Unlike in spring, male and female reed buntings exhibited rather uniform seasonal dynamics of locomotor activity in autumn, with high nocturnal and relatively low diurnal activity levels (Fig. 1). This suggests that both sexes migrate mainly at night. The data on birds killed at lighthouses collected in the Baltic region (Hansen 1954) also suggested that nocturnal migration of the reed bunting is more pronounced in autumn than in spring. The number of reed buntings found dead in autumn was more than ten times higher than in spring. This was not the case for many other common nocturnal migrants, such as blackbird (Turdus merula) or northern wheatear (Oenanthe oenanthe). Subtle sex variations in seasonal activity patterns were noted, with females exhibiting earlier onset and a slightly more intensive Zugunruhe at the start of migration. This could be possibly linked to the earlier development of the autumn migratory state in young female birds, which was proposed for reed bunting in the wild (Schmitz and Steiner 2006; Lehikoinen et al. 2017) and has been recorded in other long- and short-distance migrants (Lehikoinen et al. 2017).
The circadian dynamics of locomotor activity in autumn were also similar in both sexes (Fig. 2). Males displayed slightly elevated morning activity, suggesting potential daytime migratory flights, albeit less pronounced than in spring. The overall magnitude of the sex-related difference in diurnal activity levels was much reduced compared to spring, which further solidifies the assumption of predominantly nocturnal migration in reed buntings in autumn. Clear sex-related variation in the diurnal/nocturnal activity ratio between spring and autumn further supports the notion that increased diurnal activity in males during spring reflects genuine migratory behaviour.
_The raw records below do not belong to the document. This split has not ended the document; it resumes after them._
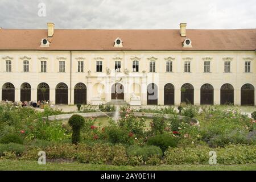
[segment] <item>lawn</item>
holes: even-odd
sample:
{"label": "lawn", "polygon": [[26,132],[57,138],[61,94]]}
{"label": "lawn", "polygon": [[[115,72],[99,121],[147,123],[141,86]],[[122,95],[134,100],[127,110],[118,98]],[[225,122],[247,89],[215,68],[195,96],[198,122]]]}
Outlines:
{"label": "lawn", "polygon": [[37,162],[17,160],[0,160],[0,170],[16,171],[255,171],[256,164],[245,165],[160,165],[154,166],[114,166],[110,165],[81,164],[74,163],[47,163],[39,165]]}

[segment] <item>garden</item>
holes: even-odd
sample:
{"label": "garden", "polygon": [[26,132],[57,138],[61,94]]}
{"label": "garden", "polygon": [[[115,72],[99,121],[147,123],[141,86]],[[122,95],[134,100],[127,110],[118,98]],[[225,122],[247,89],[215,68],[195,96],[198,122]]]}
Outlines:
{"label": "garden", "polygon": [[[76,112],[66,113],[48,106],[40,111],[0,105],[0,169],[13,169],[6,164],[19,165],[16,169],[22,169],[22,164],[42,168],[35,164],[41,151],[46,154],[47,163],[63,169],[60,165],[67,164],[86,170],[95,166],[168,170],[195,165],[207,168],[210,151],[216,152],[216,166],[220,169],[256,166],[256,111],[251,118],[235,107],[218,106],[187,105],[179,110],[172,106],[123,106],[117,120],[111,115],[115,109],[114,106],[79,105]],[[99,111],[106,115],[81,115]],[[72,116],[49,119],[63,114]]]}

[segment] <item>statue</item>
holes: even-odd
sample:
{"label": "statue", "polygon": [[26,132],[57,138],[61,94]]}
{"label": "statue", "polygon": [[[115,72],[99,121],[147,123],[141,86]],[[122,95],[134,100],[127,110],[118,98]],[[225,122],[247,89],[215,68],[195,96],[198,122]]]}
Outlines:
{"label": "statue", "polygon": [[134,92],[131,93],[131,100],[140,100],[141,97],[136,96]]}

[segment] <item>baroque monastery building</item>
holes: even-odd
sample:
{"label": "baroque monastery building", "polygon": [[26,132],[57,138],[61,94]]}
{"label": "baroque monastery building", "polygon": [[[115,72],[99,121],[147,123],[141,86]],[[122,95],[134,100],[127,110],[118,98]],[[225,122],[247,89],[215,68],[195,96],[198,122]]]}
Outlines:
{"label": "baroque monastery building", "polygon": [[0,28],[0,100],[255,105],[256,29]]}

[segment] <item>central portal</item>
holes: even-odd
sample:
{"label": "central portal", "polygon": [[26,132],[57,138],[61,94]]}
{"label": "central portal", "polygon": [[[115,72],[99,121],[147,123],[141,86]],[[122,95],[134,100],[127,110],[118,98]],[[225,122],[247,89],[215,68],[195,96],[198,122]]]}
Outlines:
{"label": "central portal", "polygon": [[111,99],[123,100],[124,90],[123,85],[119,83],[114,84],[111,89]]}

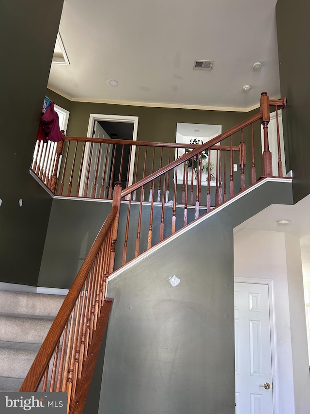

The fat reserve dynamics in autumn mirrored the activity data, with both sexes gaining reserves in parallel with increased nocturnal migratory activity (Fig. 1a and Fig. 3). However, females tended to accumulate more fat reserves in the first half of autumn (Fig. 3), which is probably associated with their earlier development of the autumn migratory disposition mentioned earlier. These and other results highlight the close association between Zugunruhe levels and the amount of fat reserves in reed buntings. As in spring, we did not find sex differences in leukocyte profile parameters during autumn migration (Online resource, Fig. S3, Table S7). However, we observed elevated total leukocyte counts in autumn, which aligns with previous findings for other bird species (Owen and Moore 2008; Demina et al. 2019). This is probably associated with elevated immune system activity in reed bunting in autumn.